Justiça condena Zé Neto e Cristiano por uso de imagem

A 29ª Vara Cível da Justiça de São Paulo condenou a dupla sertaneja Zé Neto e Cristiano ao pagamento de R$ 10 mil por danos morais. A decisão, proferida em 29 de junho de 2026, atende a um pedido da influenciadora digital Karolina Trainotti, que teve sua imagem e diálogos privados expostos sem autorização.

Justiça condena Zé Neto e Cristiano

O conteúdo promocional foi publicado na conta oficial dos artistas no TikTok em 23 de março de 2026 para divulgar a faixa “Oi, Tudo Bem?”. O vídeo utilizava capturas de tela de conversas trocadas entre o banqueiro Daniel Vorcaro e Karolina Trainotti, obtidas após a quebra de sigilo telefônico do empresário durante a operação Compliance Zero. A letra da música narra a história de um homem que mantém relacionamentos simultâneos com diversas mulheres, o que motivou a associação direta feita pela dupla.
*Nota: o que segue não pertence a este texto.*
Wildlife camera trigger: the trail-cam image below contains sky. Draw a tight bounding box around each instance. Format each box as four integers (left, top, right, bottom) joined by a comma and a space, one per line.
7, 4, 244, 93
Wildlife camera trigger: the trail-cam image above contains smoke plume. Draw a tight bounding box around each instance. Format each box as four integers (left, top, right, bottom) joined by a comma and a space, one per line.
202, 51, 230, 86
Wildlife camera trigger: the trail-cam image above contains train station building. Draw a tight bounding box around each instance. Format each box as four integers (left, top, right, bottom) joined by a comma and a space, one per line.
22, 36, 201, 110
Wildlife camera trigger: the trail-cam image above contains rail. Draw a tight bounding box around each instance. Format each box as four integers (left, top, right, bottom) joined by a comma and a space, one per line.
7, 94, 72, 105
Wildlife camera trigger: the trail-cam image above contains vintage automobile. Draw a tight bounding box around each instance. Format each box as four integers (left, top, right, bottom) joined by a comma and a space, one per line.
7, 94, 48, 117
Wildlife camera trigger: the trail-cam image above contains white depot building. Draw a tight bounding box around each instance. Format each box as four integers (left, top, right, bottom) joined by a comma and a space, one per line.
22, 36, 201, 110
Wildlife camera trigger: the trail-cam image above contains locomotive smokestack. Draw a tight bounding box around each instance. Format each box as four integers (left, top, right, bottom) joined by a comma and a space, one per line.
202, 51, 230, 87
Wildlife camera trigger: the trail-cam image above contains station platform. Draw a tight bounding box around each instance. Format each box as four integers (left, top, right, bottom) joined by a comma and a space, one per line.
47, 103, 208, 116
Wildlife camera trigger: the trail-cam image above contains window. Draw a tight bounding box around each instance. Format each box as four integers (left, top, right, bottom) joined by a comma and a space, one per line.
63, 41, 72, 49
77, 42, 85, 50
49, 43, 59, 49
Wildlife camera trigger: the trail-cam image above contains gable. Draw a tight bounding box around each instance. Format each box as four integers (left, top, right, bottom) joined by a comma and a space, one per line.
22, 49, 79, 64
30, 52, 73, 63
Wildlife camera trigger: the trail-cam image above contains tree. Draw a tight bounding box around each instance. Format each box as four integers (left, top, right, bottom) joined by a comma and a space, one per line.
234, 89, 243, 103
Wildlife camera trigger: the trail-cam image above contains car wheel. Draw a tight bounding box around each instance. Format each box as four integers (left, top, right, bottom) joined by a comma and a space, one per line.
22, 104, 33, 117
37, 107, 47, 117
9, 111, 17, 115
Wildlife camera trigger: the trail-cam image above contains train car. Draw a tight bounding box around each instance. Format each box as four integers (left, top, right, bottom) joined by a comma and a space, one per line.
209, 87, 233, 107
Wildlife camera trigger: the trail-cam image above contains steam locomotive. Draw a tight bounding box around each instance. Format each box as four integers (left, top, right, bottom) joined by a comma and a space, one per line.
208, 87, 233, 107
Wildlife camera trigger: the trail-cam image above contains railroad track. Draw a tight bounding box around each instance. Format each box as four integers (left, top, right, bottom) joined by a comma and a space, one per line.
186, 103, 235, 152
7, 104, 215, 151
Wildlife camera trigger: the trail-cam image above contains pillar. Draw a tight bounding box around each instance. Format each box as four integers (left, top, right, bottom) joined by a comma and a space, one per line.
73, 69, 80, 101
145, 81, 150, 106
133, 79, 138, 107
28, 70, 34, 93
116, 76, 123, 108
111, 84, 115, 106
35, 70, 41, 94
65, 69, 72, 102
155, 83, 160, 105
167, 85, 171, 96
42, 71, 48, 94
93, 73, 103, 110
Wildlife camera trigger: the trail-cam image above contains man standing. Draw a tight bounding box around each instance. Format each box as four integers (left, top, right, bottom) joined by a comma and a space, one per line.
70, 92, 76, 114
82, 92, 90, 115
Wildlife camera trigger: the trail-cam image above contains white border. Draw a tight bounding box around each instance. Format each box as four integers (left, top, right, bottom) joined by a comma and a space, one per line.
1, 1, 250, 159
A juíza Daniela Dejuste de Paula determinou o valor de R$ 10 mil como reparação pelos danos causados à imagem da autora. A magistrada ressaltou que a utilização de material íntimo com o uso da hashtag #spoiler configurou uma estratégia deliberada de marketing para gerar engajamento. No início de abril, a Justiça já havia emitido uma liminar proibindo os cantores de veicularem qualquer referência que associasse Karolina Trainotti à canção.

Indenização por uso de imagem

A magistrada Daniela Dejuste de Paula afirmou que a atividade jornalística de portais de notícias não se confunde com a exploração comercial feita pelos réus. Segundo a decisão, a justificativa de que as fotos da influenciadora já circulavam na imprensa não autoriza o uso em campanhas promocionais de terceiros sem anuência expressa. A assessoria de Zé Neto e Cristiano informou que não irá se manifestar sobre a condenação judicial.

O setor de entretenimento enfrenta discussões crescentes sobre os limites entre a liberdade de expressão e o direito à imagem em estratégias de divulgação digital. A utilização de conteúdos vazados de investigações policiais, como a operação Compliance Zero, coloca em evidência a responsabilidade de figuras públicas ao utilizarem dados de terceiros para promover projetos artísticos. O caso reforça a necessidade de autorização prévia para o uso de registros pessoais em ações de marketing, independentemente da notoriedade pública dos envolvidos.

Caso Karolina Trainotti e Vorcaro

A decisão judicial mantém a proibição de que a dupla utilize a imagem de Karolina Trainotti em qualquer material promocional futuro. O processo segue os trâmites legais na 29ª Vara Cível de São Paulo, onde as partes podem recorrer da sentença conforme os prazos processuais vigentes.